Tunisie : la cheffe de cabinet de Kais Saied démissionne au nom de « divergences d’opinion »
En mai 2021, elle s’était trouvée au centre de révélations faites par Middle East Eye, en tant que destinataire d’un plan secret daté du 13 mai expliquant comment le président de la Tunisie Kais Saied allait promulguer l’article 80 de la Constitution lui donnant le contrôle total de l’État.
Son nom est à nouveau apparu hier : Nadia Akacha, cheffe de cabinet du président tunisien et sa très proche conseillère, a annoncé lundi sa démission, invoquant des « divergences d’opinion ».
Presque six mois se sont écoulés depuis que le chef de l’État s’est, le 25 juillet, arrogé les pleins pouvoirs, limogeant le chef de gouvernement de l’époque, Hichem Mechichi, et suspendant le Parlement, dominé par le parti islamo-conservateur Ennahdha.
« J’ai décidé de présenter aujourd’hui ma démission au président […] après deux ans de travail », a-t-elle écrit sur sa page Facebook, assurant avoir toujours « travaillé dans l’intérêt de la Tunisie ».
Âgée de 41 ans, elle a expliqué sa décision par des « divergences fondamentales de points de vue, en relation avec l’intérêt » du pays, sans fournir d’autres précisions.
Citant des sources bien informées, le média basé à Londres Arabi21 a rapporté que cette démission était due au fait que le chef d’état-major de l’armée Mohamed El Ghoul avait rejeté sa demande d’arrestation du président du Parlement et leader d’Ennahdha Rached Ghannouchi.
Nadia Akacha, juriste de formation, qui évite de parler à la presse, est très proche du président Saied et l’accompagnait dans tous ses déplacements depuis son élection en octobre 2019.
Elle avait été nommée conseillère juridique au sein du cabinet présidentiel fin 2019 avant de devenir en janvier 2020 la directrice du cabinet du président.
Titulaire d’un doctorat en droit public, elle est spécialiste en droit constitutionnel. Elle a été chercheure associée à l’Institut Max Planck de droit public et international comparé à Heidelberg (Allemagne).
La crainte d’une dérive autoritaire
Même si un gouvernement de technocrates mené par une femme, Najla Bouden, a été formé en novembre, c’est le président qui dirige le pays par décrets.
Ses opposants ont dénoncé un « coup d’État » et des ONG tunisiennes et internationales ont dit craindre une dérive autoritaire.
Le 13 décembre, Kais Saied a dévoilé une feuille de route destinée à sortir de la crise politique, à travers une consultation populaire via une plateforme électronique, un référendum sur la Constitution et de nouvelles législatives en décembre.
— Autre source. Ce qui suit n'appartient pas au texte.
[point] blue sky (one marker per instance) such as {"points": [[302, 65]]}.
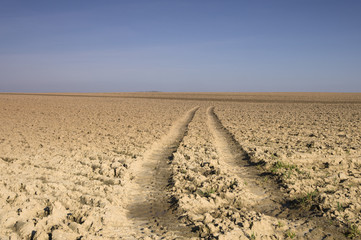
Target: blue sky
{"points": [[115, 46]]}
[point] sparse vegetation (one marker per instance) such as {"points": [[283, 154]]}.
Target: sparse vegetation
{"points": [[353, 232]]}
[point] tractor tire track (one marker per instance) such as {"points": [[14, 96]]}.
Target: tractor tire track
{"points": [[270, 199], [150, 208], [232, 154]]}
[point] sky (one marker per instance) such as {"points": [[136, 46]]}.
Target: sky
{"points": [[180, 45]]}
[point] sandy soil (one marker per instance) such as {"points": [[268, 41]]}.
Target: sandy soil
{"points": [[180, 166]]}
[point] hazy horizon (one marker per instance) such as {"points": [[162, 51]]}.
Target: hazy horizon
{"points": [[180, 46]]}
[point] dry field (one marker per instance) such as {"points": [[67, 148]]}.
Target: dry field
{"points": [[180, 166]]}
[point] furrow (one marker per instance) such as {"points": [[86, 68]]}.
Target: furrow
{"points": [[150, 208], [269, 199]]}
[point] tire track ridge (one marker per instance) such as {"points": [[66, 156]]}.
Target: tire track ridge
{"points": [[238, 161], [151, 207], [273, 202]]}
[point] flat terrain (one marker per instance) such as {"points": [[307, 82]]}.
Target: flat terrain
{"points": [[180, 166]]}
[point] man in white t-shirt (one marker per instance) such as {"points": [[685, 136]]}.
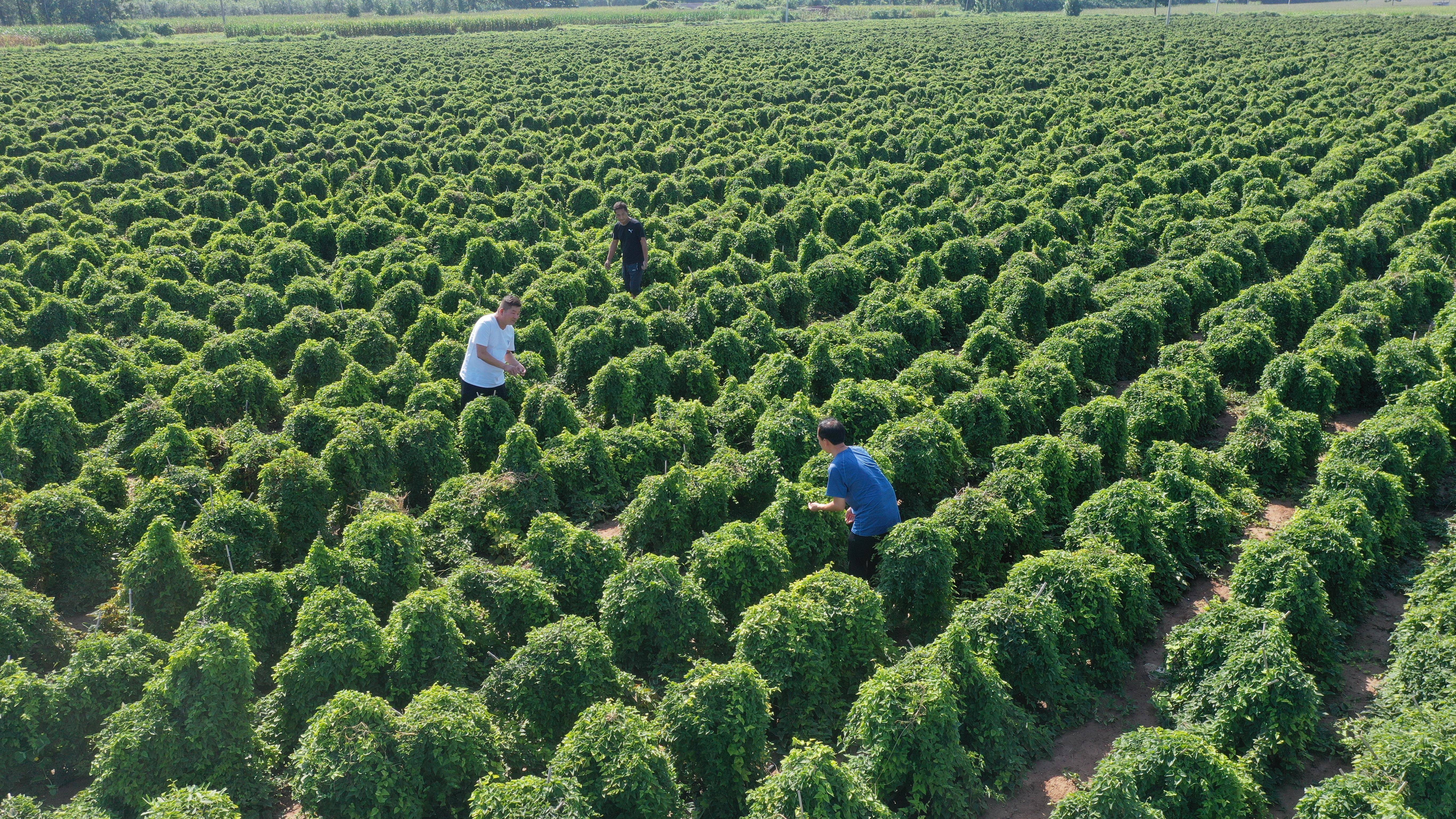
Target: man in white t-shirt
{"points": [[491, 353]]}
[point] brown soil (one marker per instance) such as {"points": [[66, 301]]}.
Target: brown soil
{"points": [[66, 793], [1077, 752], [81, 623], [1366, 661], [608, 528], [1276, 515], [1222, 426], [1347, 422]]}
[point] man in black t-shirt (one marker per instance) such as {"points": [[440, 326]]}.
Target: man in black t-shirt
{"points": [[630, 234]]}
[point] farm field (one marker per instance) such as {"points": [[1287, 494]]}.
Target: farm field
{"points": [[1149, 329]]}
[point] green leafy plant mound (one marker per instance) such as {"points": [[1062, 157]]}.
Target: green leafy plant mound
{"points": [[1085, 311]]}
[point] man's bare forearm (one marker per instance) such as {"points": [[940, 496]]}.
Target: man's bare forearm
{"points": [[488, 359]]}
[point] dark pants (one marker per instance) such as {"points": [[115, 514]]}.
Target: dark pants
{"points": [[864, 556], [632, 278], [469, 393]]}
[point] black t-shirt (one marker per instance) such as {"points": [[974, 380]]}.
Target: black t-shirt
{"points": [[630, 239]]}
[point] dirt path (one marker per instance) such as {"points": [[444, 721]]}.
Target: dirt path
{"points": [[1077, 752], [1366, 659]]}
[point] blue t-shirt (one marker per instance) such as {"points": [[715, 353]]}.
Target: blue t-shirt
{"points": [[855, 477]]}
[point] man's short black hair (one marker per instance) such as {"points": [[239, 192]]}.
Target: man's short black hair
{"points": [[832, 431]]}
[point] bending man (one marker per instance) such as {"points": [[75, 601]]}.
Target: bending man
{"points": [[491, 353], [858, 487]]}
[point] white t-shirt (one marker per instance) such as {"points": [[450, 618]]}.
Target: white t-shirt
{"points": [[488, 334]]}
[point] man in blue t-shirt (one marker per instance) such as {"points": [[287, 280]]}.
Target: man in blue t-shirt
{"points": [[858, 487]]}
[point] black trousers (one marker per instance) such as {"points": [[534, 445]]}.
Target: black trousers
{"points": [[632, 278], [864, 556], [469, 393]]}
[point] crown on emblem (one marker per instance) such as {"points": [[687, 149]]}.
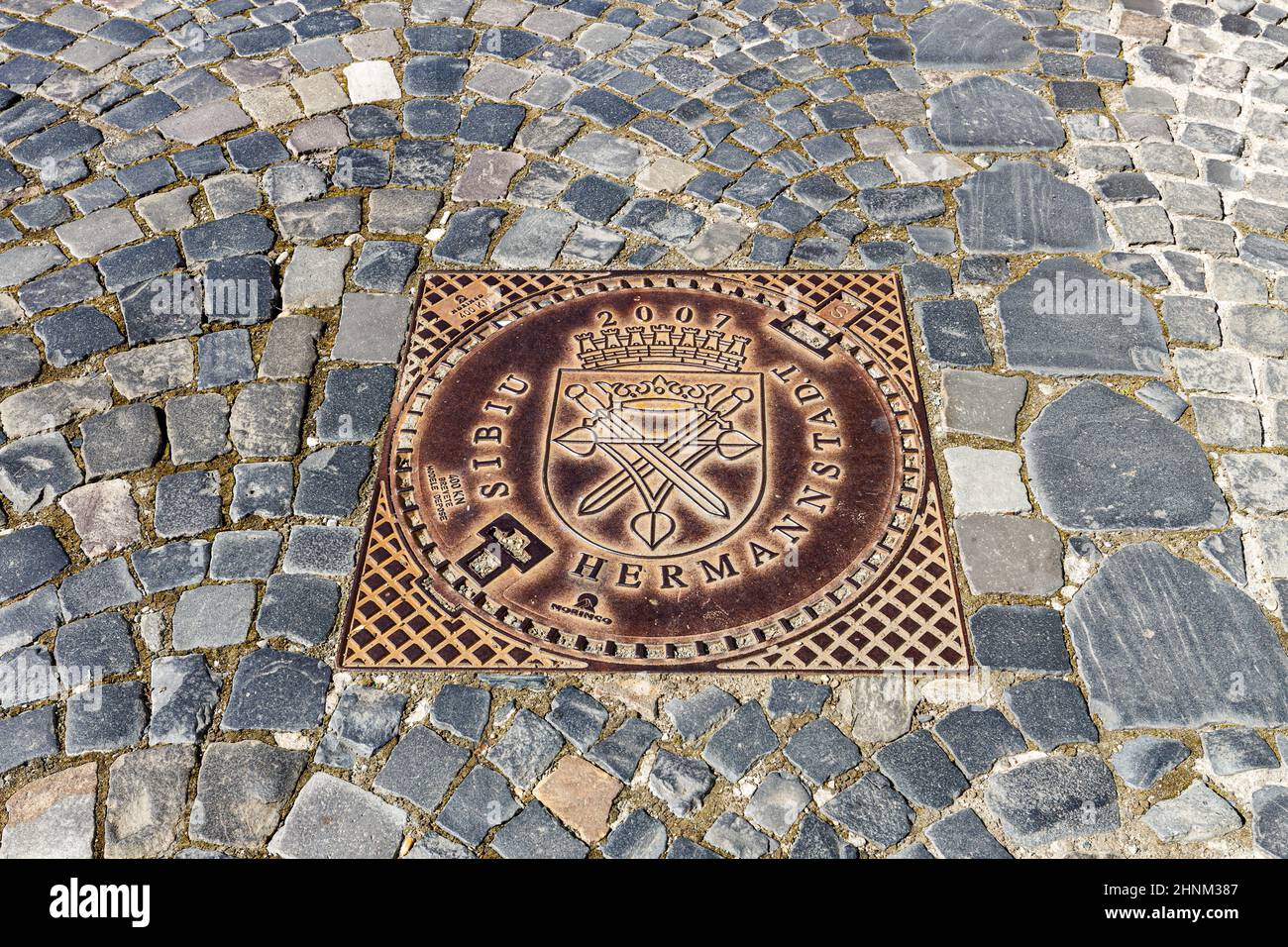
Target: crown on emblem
{"points": [[662, 344]]}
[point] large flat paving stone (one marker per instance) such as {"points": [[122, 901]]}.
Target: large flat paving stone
{"points": [[334, 818], [1065, 317], [1160, 643], [1054, 797], [1132, 468]]}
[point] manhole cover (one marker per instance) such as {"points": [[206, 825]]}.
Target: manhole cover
{"points": [[657, 472]]}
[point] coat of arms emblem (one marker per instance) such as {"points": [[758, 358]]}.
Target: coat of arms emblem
{"points": [[657, 444]]}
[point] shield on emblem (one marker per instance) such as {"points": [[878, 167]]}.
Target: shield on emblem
{"points": [[656, 463]]}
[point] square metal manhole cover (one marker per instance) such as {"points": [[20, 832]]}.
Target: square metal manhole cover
{"points": [[669, 472]]}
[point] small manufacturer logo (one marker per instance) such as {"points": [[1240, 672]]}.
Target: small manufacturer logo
{"points": [[584, 608], [75, 900]]}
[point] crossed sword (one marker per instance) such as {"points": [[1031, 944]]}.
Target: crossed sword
{"points": [[660, 455]]}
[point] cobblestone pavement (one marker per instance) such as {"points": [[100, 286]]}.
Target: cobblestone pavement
{"points": [[1087, 204]]}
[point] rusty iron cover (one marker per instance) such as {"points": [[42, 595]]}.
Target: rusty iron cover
{"points": [[668, 472]]}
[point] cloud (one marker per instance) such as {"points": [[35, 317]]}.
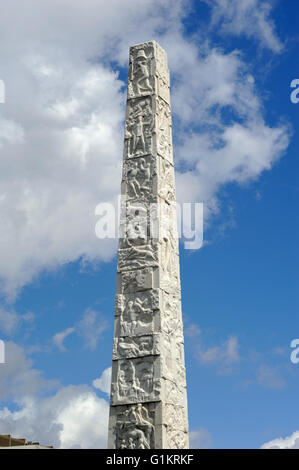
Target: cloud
{"points": [[268, 377], [103, 383], [89, 328], [18, 378], [289, 442], [200, 439], [10, 321], [58, 338], [61, 127], [73, 418], [250, 18]]}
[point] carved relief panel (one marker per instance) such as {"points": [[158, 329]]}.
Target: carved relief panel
{"points": [[136, 346], [136, 380], [133, 426], [139, 127], [137, 313]]}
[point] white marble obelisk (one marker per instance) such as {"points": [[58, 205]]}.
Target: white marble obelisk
{"points": [[148, 407]]}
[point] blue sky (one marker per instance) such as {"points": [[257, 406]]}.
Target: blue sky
{"points": [[235, 148]]}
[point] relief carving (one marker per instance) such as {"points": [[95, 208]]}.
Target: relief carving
{"points": [[135, 381], [134, 346], [137, 256], [135, 281], [134, 429], [137, 315], [175, 416], [166, 180], [139, 127], [139, 177], [141, 80], [164, 129]]}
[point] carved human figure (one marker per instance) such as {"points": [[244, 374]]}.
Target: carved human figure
{"points": [[142, 72]]}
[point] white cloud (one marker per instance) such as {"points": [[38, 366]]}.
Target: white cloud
{"points": [[248, 17], [103, 383], [200, 439], [289, 442], [18, 378], [72, 417], [89, 328], [61, 127], [10, 321]]}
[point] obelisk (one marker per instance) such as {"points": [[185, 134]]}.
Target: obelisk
{"points": [[148, 405]]}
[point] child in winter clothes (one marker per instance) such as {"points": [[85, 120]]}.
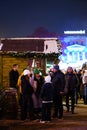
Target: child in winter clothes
{"points": [[47, 99]]}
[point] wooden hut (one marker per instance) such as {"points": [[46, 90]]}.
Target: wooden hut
{"points": [[24, 51]]}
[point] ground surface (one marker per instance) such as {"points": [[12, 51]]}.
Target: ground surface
{"points": [[76, 121]]}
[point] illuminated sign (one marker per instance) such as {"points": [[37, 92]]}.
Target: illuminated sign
{"points": [[75, 32]]}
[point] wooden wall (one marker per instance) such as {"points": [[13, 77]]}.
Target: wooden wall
{"points": [[6, 64]]}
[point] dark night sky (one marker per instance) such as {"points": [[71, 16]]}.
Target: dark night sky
{"points": [[20, 18]]}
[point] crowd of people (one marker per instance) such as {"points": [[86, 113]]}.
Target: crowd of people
{"points": [[42, 96]]}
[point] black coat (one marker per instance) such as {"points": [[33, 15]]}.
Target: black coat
{"points": [[47, 92], [13, 78], [27, 89], [58, 82]]}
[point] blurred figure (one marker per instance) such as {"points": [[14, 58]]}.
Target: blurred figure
{"points": [[26, 101], [80, 84], [47, 99], [37, 85], [13, 76], [58, 82], [71, 82], [84, 79]]}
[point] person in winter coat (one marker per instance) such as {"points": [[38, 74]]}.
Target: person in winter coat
{"points": [[37, 85], [26, 101], [13, 76], [84, 81], [58, 82], [47, 99], [70, 84]]}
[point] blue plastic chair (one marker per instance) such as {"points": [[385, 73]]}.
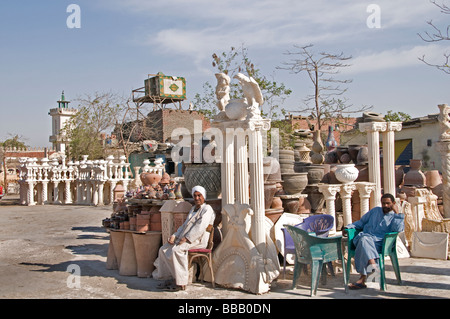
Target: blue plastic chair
{"points": [[320, 225], [389, 248], [289, 248], [314, 251]]}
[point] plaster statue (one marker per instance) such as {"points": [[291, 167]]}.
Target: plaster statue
{"points": [[444, 121], [222, 90], [252, 93]]}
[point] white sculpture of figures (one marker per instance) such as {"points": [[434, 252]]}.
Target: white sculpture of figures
{"points": [[444, 121], [222, 90], [252, 93]]}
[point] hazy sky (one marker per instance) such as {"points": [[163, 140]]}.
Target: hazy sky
{"points": [[120, 42]]}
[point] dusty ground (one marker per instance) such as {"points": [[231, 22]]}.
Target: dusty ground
{"points": [[40, 244]]}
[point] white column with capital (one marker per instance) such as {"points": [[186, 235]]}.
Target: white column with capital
{"points": [[329, 192], [373, 144], [389, 157]]}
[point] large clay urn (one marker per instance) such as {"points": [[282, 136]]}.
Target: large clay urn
{"points": [[207, 175], [150, 178], [146, 246], [294, 183]]}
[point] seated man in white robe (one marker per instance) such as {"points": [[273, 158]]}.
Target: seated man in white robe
{"points": [[172, 262], [374, 225]]}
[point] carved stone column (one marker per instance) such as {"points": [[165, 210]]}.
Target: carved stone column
{"points": [[68, 193], [329, 192], [444, 148], [373, 144], [389, 157], [257, 188]]}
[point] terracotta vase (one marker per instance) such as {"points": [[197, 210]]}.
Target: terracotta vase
{"points": [[206, 175], [146, 246], [128, 265], [269, 191], [294, 183], [276, 203], [315, 172]]}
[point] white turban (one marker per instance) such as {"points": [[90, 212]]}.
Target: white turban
{"points": [[199, 189]]}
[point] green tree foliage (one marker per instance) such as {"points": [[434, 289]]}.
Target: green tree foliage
{"points": [[231, 63], [96, 114], [392, 116]]}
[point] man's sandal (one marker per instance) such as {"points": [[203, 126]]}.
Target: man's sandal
{"points": [[174, 288], [356, 286]]}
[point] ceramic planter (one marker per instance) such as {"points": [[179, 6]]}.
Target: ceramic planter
{"points": [[346, 173]]}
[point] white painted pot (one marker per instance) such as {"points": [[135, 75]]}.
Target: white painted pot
{"points": [[346, 173]]}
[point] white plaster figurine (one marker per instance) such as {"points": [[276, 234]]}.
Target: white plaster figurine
{"points": [[222, 90], [444, 121], [252, 93]]}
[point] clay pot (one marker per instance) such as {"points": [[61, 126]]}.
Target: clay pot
{"points": [[207, 175], [315, 171], [291, 205], [346, 173], [433, 178], [150, 178], [331, 157], [294, 183], [155, 222], [128, 265], [147, 247], [304, 206]]}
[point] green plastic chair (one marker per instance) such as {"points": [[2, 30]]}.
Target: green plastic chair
{"points": [[389, 248], [315, 251]]}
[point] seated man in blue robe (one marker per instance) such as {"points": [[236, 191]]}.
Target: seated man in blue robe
{"points": [[374, 225]]}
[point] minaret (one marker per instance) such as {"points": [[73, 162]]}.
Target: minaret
{"points": [[60, 116]]}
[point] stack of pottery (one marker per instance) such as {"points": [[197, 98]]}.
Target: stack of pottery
{"points": [[434, 182], [315, 171], [346, 173], [286, 159], [294, 183], [207, 175]]}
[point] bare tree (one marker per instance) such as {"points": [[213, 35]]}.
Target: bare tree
{"points": [[438, 35], [322, 69]]}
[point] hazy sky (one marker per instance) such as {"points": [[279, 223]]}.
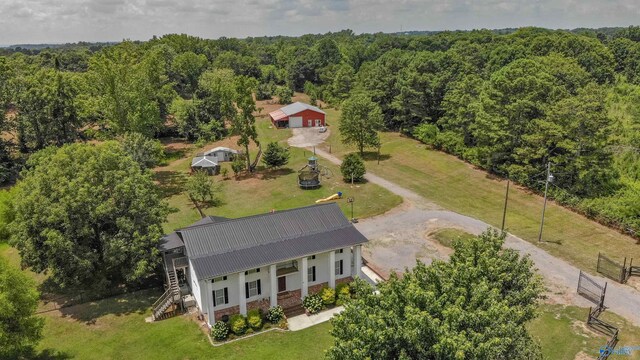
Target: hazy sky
{"points": [[54, 21]]}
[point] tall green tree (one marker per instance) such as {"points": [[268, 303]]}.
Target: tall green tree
{"points": [[360, 121], [20, 328], [475, 306], [123, 85], [46, 109], [244, 123], [202, 190], [88, 216]]}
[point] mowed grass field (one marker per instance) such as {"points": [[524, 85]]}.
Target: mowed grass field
{"points": [[266, 189], [458, 186], [115, 329]]}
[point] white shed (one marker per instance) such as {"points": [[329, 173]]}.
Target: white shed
{"points": [[221, 154]]}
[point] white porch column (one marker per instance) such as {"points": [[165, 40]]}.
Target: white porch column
{"points": [[357, 254], [207, 299], [273, 283], [241, 293], [304, 276], [332, 269]]}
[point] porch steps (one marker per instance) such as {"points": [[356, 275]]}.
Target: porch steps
{"points": [[166, 306], [294, 310]]}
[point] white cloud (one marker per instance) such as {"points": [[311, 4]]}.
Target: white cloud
{"points": [[94, 20]]}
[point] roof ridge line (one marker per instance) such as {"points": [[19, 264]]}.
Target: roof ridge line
{"points": [[275, 242], [253, 216]]}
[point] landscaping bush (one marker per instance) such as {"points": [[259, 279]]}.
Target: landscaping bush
{"points": [[352, 166], [312, 303], [220, 331], [238, 324], [343, 293], [328, 296], [238, 165], [254, 318], [275, 314]]}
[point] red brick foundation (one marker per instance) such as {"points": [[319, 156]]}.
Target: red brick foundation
{"points": [[348, 279], [314, 289], [259, 304], [290, 299], [228, 311]]}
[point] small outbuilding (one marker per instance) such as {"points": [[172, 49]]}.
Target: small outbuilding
{"points": [[221, 154], [298, 115], [205, 163]]}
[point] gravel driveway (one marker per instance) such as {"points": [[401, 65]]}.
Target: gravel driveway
{"points": [[400, 236]]}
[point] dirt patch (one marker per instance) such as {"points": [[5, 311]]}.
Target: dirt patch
{"points": [[307, 137]]}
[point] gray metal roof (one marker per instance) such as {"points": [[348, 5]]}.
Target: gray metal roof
{"points": [[222, 148], [173, 240], [203, 161], [222, 264], [233, 245], [296, 107]]}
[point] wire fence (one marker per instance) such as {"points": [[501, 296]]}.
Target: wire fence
{"points": [[594, 292], [591, 290]]}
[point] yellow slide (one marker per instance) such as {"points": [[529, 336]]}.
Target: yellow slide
{"points": [[332, 197]]}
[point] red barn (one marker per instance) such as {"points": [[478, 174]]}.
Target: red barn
{"points": [[297, 115]]}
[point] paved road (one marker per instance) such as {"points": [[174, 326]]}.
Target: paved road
{"points": [[406, 226]]}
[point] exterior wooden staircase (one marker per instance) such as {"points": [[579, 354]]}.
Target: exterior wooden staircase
{"points": [[166, 306]]}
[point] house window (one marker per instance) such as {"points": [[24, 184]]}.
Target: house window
{"points": [[220, 297], [252, 271], [339, 268], [287, 268], [252, 288], [311, 274]]}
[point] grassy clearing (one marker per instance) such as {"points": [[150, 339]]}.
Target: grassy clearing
{"points": [[562, 333], [447, 236], [115, 329], [457, 186], [267, 189]]}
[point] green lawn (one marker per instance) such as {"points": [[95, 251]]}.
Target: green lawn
{"points": [[458, 186], [115, 329], [562, 333], [268, 189]]}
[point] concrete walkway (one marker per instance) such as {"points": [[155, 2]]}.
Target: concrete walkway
{"points": [[407, 223], [304, 321]]}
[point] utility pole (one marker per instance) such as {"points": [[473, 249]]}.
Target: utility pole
{"points": [[544, 207], [350, 201], [506, 199]]}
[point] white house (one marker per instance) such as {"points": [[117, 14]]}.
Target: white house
{"points": [[230, 266]]}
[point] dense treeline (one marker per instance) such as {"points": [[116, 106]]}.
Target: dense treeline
{"points": [[509, 102]]}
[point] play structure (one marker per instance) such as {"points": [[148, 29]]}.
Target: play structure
{"points": [[309, 176], [336, 196]]}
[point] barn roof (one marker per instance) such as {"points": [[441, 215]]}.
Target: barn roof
{"points": [[203, 161], [293, 109], [229, 246]]}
Le 14 janvier, dans des scènes d’une violence plus vue à Tunis depuis dix ans, les policiers ont chargé les manifestants à grand renfort de canons à eau et de gaz lacrymogène, et procédé à des dizaines d’arrestations musclées.
Samedi, lors d’un entretien téléphonique, le président français Emmanuel Macron a appelé son homologue à conduire une « transition dans un cadre le plus inclusif possible ».
La veille, le secrétaire général de l’ONU António Guterres a indiqué suivre « avec inquiétude » l’évolution de la situation en Tunisie, appelant à la « restauration complète d’un cadre démocratique institutionnel ».